1. Technical Field
The invention relates to transistors of a semiconductor device and methods of forming the same, and more particularly, to transistors of a semiconductor device having a punchthrough protection layer and methods of forming the same.
2. Discussion of the Related Art
Generally, a transistor includes a word line pattern, source/drain regions and a channel region. The channel region is disposed in the semiconductor substrate under the word line pattern, and the source/drain regions are disposed in the semiconductor substrate so that they overlap the word line pattern. The word line pattern is also disposed on the semiconductor substrate along with the source/drain regions and the channel region. The channel region as well as the word line pattern are reduced in size with reduction of a design rule of a semiconductor device. This reduction tends to create problems, such as a punchthrough between the source and the drain region, as explained below.
To cope with these problems, there has been much research on the semiconductor device to improve characteristics in spite of the reduction of the design rule.
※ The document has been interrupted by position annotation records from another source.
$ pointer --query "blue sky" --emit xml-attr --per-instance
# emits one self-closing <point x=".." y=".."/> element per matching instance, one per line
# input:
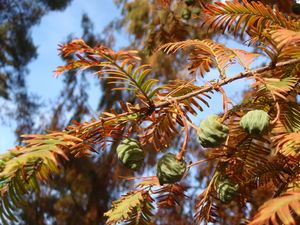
<point x="53" y="30"/>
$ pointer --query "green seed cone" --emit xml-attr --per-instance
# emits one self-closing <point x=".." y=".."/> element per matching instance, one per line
<point x="170" y="169"/>
<point x="186" y="14"/>
<point x="212" y="133"/>
<point x="226" y="190"/>
<point x="255" y="121"/>
<point x="196" y="11"/>
<point x="130" y="154"/>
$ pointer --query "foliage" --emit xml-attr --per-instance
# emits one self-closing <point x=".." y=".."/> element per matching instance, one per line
<point x="161" y="113"/>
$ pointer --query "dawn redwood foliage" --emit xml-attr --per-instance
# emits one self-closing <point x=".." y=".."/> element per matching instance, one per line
<point x="253" y="145"/>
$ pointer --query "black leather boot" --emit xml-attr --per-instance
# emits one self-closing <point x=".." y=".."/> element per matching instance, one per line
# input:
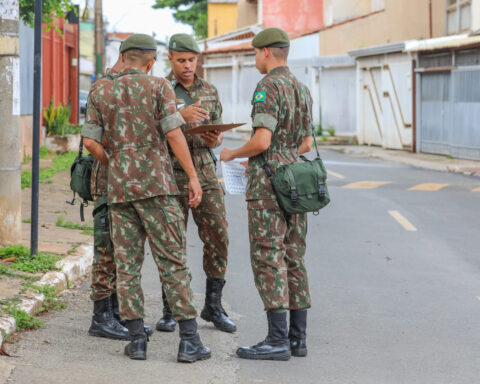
<point x="297" y="333"/>
<point x="116" y="314"/>
<point x="166" y="323"/>
<point x="104" y="323"/>
<point x="276" y="346"/>
<point x="191" y="348"/>
<point x="137" y="348"/>
<point x="213" y="310"/>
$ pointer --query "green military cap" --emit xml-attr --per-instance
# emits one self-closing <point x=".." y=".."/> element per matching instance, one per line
<point x="139" y="41"/>
<point x="181" y="42"/>
<point x="271" y="38"/>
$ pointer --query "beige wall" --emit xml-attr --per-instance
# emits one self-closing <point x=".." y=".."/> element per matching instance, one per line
<point x="247" y="13"/>
<point x="399" y="21"/>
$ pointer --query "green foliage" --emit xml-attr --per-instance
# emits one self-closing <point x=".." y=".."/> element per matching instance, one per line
<point x="50" y="8"/>
<point x="43" y="262"/>
<point x="87" y="229"/>
<point x="57" y="119"/>
<point x="191" y="12"/>
<point x="43" y="152"/>
<point x="60" y="163"/>
<point x="331" y="130"/>
<point x="51" y="300"/>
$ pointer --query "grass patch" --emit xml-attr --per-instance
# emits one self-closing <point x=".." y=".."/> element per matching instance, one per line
<point x="43" y="262"/>
<point x="51" y="301"/>
<point x="59" y="163"/>
<point x="85" y="228"/>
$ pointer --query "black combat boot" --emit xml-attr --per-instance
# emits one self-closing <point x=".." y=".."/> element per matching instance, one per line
<point x="137" y="348"/>
<point x="116" y="314"/>
<point x="297" y="333"/>
<point x="166" y="323"/>
<point x="191" y="348"/>
<point x="276" y="346"/>
<point x="213" y="310"/>
<point x="104" y="323"/>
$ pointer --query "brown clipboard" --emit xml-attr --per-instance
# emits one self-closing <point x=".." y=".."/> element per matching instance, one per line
<point x="212" y="127"/>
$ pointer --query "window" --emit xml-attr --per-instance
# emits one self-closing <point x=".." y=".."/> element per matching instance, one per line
<point x="459" y="16"/>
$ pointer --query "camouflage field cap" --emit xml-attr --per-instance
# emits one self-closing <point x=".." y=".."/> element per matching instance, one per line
<point x="181" y="42"/>
<point x="271" y="38"/>
<point x="139" y="41"/>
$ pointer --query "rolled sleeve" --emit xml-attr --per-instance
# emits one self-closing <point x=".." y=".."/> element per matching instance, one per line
<point x="266" y="121"/>
<point x="171" y="122"/>
<point x="92" y="131"/>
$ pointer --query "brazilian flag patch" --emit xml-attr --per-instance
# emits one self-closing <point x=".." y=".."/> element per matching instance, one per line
<point x="259" y="97"/>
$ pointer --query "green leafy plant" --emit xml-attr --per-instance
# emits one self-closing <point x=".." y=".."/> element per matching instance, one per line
<point x="50" y="8"/>
<point x="331" y="130"/>
<point x="85" y="228"/>
<point x="43" y="262"/>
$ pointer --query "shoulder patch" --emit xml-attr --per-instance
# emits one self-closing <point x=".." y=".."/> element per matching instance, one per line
<point x="259" y="97"/>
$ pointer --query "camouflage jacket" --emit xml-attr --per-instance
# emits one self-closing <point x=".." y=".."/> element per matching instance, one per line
<point x="134" y="111"/>
<point x="208" y="95"/>
<point x="283" y="105"/>
<point x="99" y="179"/>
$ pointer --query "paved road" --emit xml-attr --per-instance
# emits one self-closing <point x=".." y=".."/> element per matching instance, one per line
<point x="394" y="271"/>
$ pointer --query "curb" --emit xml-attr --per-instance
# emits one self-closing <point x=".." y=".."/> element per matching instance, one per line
<point x="72" y="268"/>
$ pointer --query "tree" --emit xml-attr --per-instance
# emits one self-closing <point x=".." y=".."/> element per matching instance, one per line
<point x="50" y="9"/>
<point x="191" y="12"/>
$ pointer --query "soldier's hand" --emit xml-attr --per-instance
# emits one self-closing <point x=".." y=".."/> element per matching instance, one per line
<point x="194" y="113"/>
<point x="194" y="193"/>
<point x="245" y="164"/>
<point x="211" y="138"/>
<point x="226" y="154"/>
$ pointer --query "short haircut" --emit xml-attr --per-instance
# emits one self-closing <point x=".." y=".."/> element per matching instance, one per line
<point x="139" y="56"/>
<point x="280" y="53"/>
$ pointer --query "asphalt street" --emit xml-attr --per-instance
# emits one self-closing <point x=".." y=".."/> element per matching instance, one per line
<point x="394" y="269"/>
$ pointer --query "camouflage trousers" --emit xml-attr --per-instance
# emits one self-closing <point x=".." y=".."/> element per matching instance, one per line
<point x="277" y="250"/>
<point x="210" y="217"/>
<point x="103" y="273"/>
<point x="161" y="221"/>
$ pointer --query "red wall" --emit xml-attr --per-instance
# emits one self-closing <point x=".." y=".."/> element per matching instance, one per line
<point x="294" y="16"/>
<point x="60" y="67"/>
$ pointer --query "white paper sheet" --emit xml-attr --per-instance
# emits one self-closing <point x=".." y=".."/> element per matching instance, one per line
<point x="234" y="177"/>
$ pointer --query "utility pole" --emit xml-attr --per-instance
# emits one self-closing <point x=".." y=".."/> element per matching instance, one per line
<point x="37" y="104"/>
<point x="98" y="38"/>
<point x="10" y="162"/>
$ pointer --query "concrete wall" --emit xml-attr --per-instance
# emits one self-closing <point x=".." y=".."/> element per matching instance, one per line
<point x="287" y="14"/>
<point x="398" y="21"/>
<point x="222" y="17"/>
<point x="247" y="13"/>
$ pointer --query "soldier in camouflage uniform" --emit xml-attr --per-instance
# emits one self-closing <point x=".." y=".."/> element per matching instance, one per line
<point x="198" y="102"/>
<point x="282" y="125"/>
<point x="106" y="320"/>
<point x="135" y="114"/>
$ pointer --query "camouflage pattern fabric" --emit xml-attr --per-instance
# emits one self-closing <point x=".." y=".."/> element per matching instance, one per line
<point x="135" y="111"/>
<point x="210" y="215"/>
<point x="161" y="221"/>
<point x="283" y="105"/>
<point x="277" y="250"/>
<point x="103" y="274"/>
<point x="103" y="265"/>
<point x="205" y="92"/>
<point x="277" y="240"/>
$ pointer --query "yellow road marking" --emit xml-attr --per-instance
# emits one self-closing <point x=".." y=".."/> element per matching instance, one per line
<point x="366" y="184"/>
<point x="402" y="221"/>
<point x="337" y="175"/>
<point x="433" y="187"/>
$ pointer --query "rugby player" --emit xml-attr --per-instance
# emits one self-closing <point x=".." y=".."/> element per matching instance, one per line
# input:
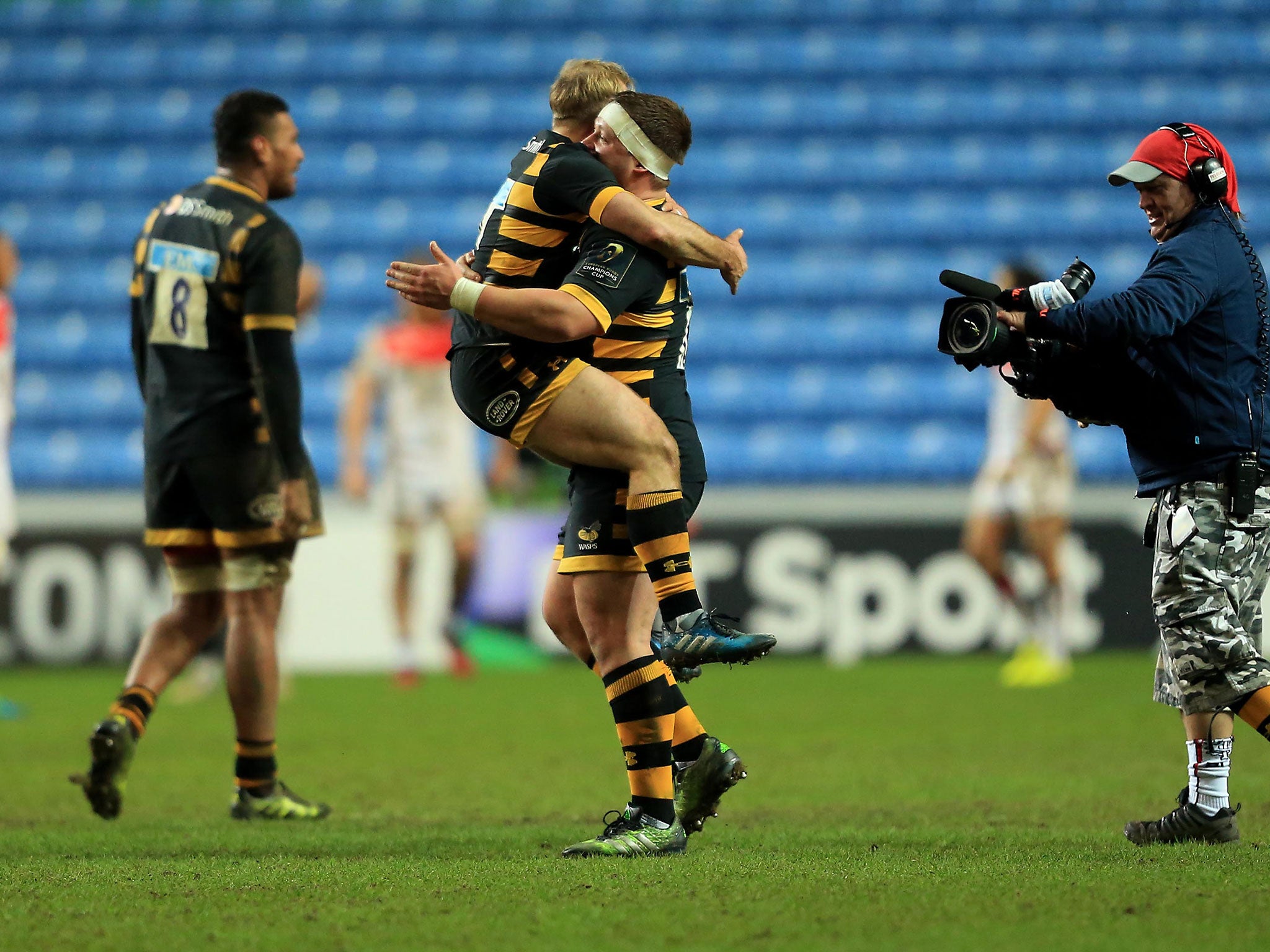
<point x="637" y="305"/>
<point x="229" y="488"/>
<point x="541" y="394"/>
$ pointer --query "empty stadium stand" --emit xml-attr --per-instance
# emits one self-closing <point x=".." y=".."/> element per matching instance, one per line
<point x="864" y="145"/>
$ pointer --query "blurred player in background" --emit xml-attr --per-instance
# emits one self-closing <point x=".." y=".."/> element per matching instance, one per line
<point x="206" y="672"/>
<point x="11" y="265"/>
<point x="1025" y="487"/>
<point x="431" y="465"/>
<point x="229" y="485"/>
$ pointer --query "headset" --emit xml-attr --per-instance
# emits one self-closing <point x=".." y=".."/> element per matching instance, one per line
<point x="1206" y="175"/>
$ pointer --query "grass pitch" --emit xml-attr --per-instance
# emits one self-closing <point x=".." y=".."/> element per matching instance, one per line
<point x="905" y="804"/>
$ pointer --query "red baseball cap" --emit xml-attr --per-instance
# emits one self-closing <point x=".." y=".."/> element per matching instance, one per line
<point x="1170" y="151"/>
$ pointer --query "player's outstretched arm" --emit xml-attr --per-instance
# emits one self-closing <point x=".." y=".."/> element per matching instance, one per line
<point x="677" y="238"/>
<point x="538" y="314"/>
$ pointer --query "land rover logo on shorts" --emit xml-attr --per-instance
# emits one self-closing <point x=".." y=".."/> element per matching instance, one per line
<point x="610" y="253"/>
<point x="266" y="508"/>
<point x="502" y="408"/>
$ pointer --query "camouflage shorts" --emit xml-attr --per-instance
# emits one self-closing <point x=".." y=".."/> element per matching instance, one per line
<point x="1206" y="592"/>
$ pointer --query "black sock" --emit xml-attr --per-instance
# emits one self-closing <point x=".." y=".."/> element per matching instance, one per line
<point x="658" y="530"/>
<point x="135" y="705"/>
<point x="255" y="767"/>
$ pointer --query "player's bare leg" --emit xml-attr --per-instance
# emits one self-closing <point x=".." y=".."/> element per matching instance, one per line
<point x="598" y="421"/>
<point x="561" y="614"/>
<point x="253" y="602"/>
<point x="1044" y="536"/>
<point x="985" y="541"/>
<point x="173" y="640"/>
<point x="164" y="651"/>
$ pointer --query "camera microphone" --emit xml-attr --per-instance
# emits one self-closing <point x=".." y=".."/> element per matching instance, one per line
<point x="968" y="286"/>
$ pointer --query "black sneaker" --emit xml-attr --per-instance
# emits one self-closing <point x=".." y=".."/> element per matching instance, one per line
<point x="111" y="747"/>
<point x="1186" y="824"/>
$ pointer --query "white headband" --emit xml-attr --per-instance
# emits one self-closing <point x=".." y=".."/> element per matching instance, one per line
<point x="631" y="136"/>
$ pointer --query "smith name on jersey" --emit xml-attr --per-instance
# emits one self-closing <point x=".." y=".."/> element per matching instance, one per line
<point x="211" y="265"/>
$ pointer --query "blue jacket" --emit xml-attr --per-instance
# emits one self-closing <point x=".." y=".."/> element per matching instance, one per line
<point x="1192" y="323"/>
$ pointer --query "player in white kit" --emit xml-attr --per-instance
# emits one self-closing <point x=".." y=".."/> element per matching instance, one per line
<point x="431" y="465"/>
<point x="1025" y="484"/>
<point x="9" y="267"/>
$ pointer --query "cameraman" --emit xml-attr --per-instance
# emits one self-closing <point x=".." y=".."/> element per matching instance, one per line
<point x="1189" y="333"/>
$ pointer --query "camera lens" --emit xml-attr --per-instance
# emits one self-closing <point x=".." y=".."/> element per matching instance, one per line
<point x="968" y="328"/>
<point x="1078" y="278"/>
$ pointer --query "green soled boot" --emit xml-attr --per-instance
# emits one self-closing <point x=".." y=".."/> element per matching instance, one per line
<point x="111" y="747"/>
<point x="630" y="835"/>
<point x="699" y="787"/>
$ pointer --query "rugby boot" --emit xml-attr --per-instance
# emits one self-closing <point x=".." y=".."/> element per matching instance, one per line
<point x="280" y="805"/>
<point x="698" y="788"/>
<point x="111" y="747"/>
<point x="682" y="676"/>
<point x="1186" y="824"/>
<point x="708" y="638"/>
<point x="630" y="835"/>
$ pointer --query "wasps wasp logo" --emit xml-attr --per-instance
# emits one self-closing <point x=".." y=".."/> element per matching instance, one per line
<point x="610" y="253"/>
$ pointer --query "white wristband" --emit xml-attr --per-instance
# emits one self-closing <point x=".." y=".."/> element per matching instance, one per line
<point x="1049" y="295"/>
<point x="464" y="296"/>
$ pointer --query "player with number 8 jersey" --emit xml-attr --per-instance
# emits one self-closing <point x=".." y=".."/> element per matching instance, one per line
<point x="213" y="265"/>
<point x="229" y="488"/>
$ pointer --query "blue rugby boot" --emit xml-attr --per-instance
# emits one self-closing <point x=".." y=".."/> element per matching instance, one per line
<point x="708" y="638"/>
<point x="682" y="676"/>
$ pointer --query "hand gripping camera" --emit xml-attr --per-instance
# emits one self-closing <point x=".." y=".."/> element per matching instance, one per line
<point x="1106" y="387"/>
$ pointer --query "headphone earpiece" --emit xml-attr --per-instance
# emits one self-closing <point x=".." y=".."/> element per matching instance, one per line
<point x="1207" y="175"/>
<point x="1208" y="180"/>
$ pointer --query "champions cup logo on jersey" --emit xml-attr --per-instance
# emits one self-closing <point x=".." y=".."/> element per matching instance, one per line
<point x="502" y="408"/>
<point x="266" y="508"/>
<point x="607" y="266"/>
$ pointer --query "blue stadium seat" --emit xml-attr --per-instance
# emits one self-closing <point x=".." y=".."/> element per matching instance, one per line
<point x="864" y="145"/>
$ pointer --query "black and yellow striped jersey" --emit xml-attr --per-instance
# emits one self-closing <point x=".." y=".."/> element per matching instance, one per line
<point x="211" y="263"/>
<point x="644" y="304"/>
<point x="530" y="231"/>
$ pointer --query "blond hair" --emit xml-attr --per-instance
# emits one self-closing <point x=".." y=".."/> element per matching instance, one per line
<point x="586" y="87"/>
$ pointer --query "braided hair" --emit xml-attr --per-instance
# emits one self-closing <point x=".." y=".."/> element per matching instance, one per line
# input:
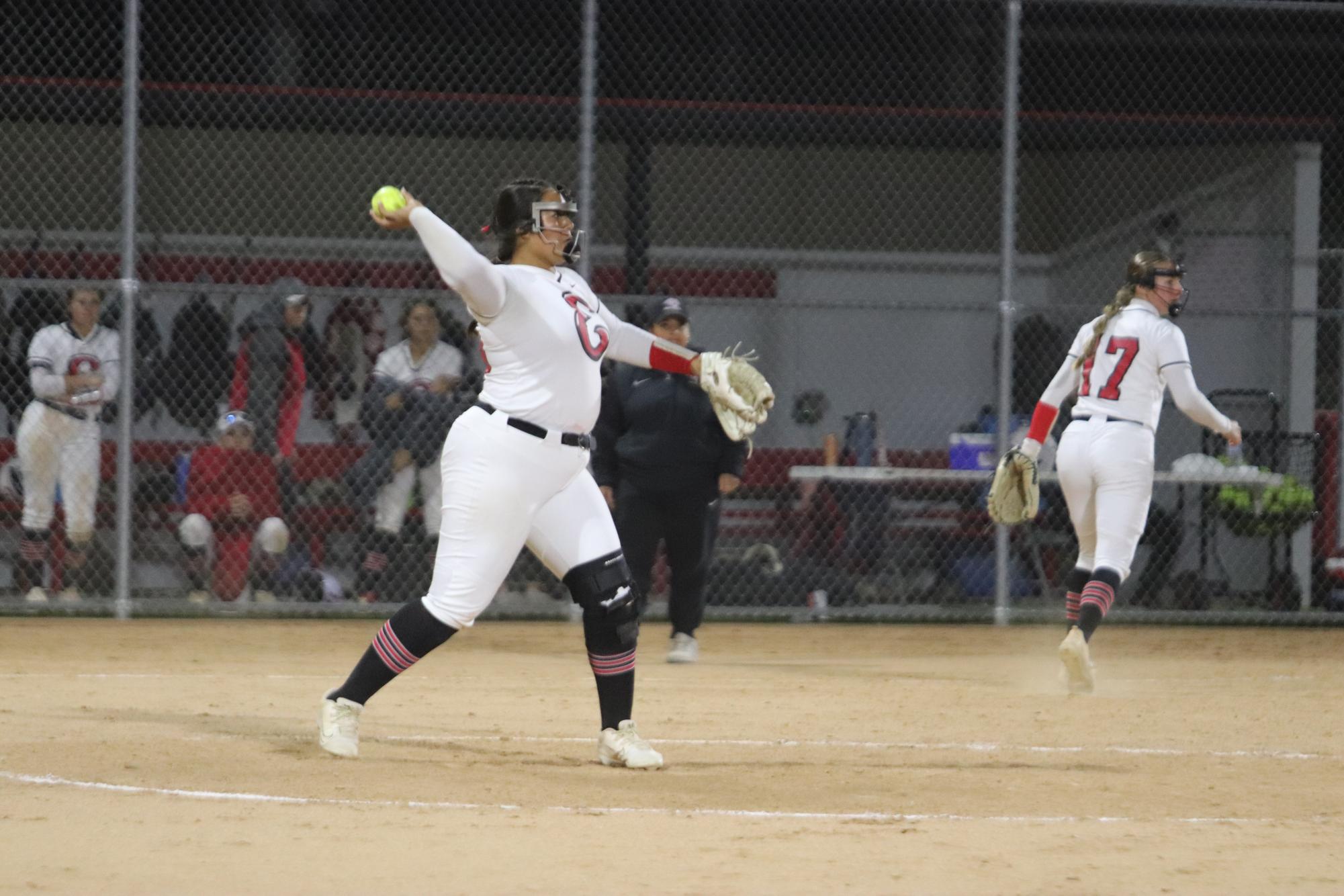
<point x="1138" y="273"/>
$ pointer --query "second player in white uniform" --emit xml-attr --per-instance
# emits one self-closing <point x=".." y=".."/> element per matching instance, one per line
<point x="73" y="370"/>
<point x="1120" y="363"/>
<point x="515" y="465"/>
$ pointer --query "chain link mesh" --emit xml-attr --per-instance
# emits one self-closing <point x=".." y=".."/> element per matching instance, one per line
<point x="821" y="182"/>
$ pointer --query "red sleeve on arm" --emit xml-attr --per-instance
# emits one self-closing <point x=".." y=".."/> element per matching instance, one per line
<point x="660" y="359"/>
<point x="1042" y="421"/>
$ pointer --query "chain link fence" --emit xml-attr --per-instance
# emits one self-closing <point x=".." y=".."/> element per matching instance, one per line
<point x="823" y="182"/>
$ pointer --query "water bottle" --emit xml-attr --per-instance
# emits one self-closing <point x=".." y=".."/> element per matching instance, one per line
<point x="862" y="439"/>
One research effort proposes a transistor including a channel-portion hole disposed in the semiconductor substrate, and a word line pattern filling the channel-portion hole. The channel-portion hole has a trench shape. The word line pattern provides a channel region along the semiconductor substrate defining the channel-portion hole. The channel region around the channel-portion hole is longer in length than that of the channel region under the word line pattern on the semiconductor substrate.
However, although the transistor having the channel-portion hole can increase an integration degree of a semiconductor device with the increase of the length of the channel region, a punchthrough between the source region and the drain region associated with the reduction of the design rule is not improved. This is because the reduction of the design rule of the semiconductor device decreases a diameter of the channel-portion hole and concurrently decreases the distance between the source region and the drain region along the channel region around the channel-portion hole. Therefore, the transistor having the channel-portion hole requires a method of improving the punchthrough of the source and the drain regions.
On the other hand, U.S. Pat. No. 6,423,618 to Ming-Jang Lin, et al. (the '618 patent) discloses methods of manufacturing a trench gate structure.
According to the '618 patent, the method includes sequentially forming an epitaxial layer, and a first and a second dielectric layer on a semiconductor substrate. The epitaxial layer has a base region and a source region overlapping the base region. A trench is formed in the epitaxial layer to sequentially penetrate the source and the base regions along with the second and the first dielectric layers.
The method includes forming a third dielectric layer at a lower portion of the trench, and forming a gate oxide layer conformably covering the trench. A polysilicon layer is formed on the second dielectric layer to conformably cover the trench, and a fourth dielectric layer is formed on the polysilicon layer to fill the trench. Subsequently, the fourth dielectric layer and the polysilicon layer are partially removed so that the base region has the same level as the fourth dielectric layer and the polysilicon layer.
However, the method includes performing an etching process on the epitaxial layer to form a transistor having a trench gate structure. The transistor may have an unstable interfacial state along the epitaxial layer defining the trench due to the etching process. The unstable interface of the epitaxial layer becomes a part of a channel region of the transistor, thereby causing a leakage current during the operation of the semiconductor device. Further, the method discloses a method of forming a transistor using different oxide layers on a bottom and a sidewall of the trench as the gate oxide layer, but the oxide layers inside the trench may increase the leakage current and decrease a breakdown voltage of the gate oxide layer due to the different oxide layers.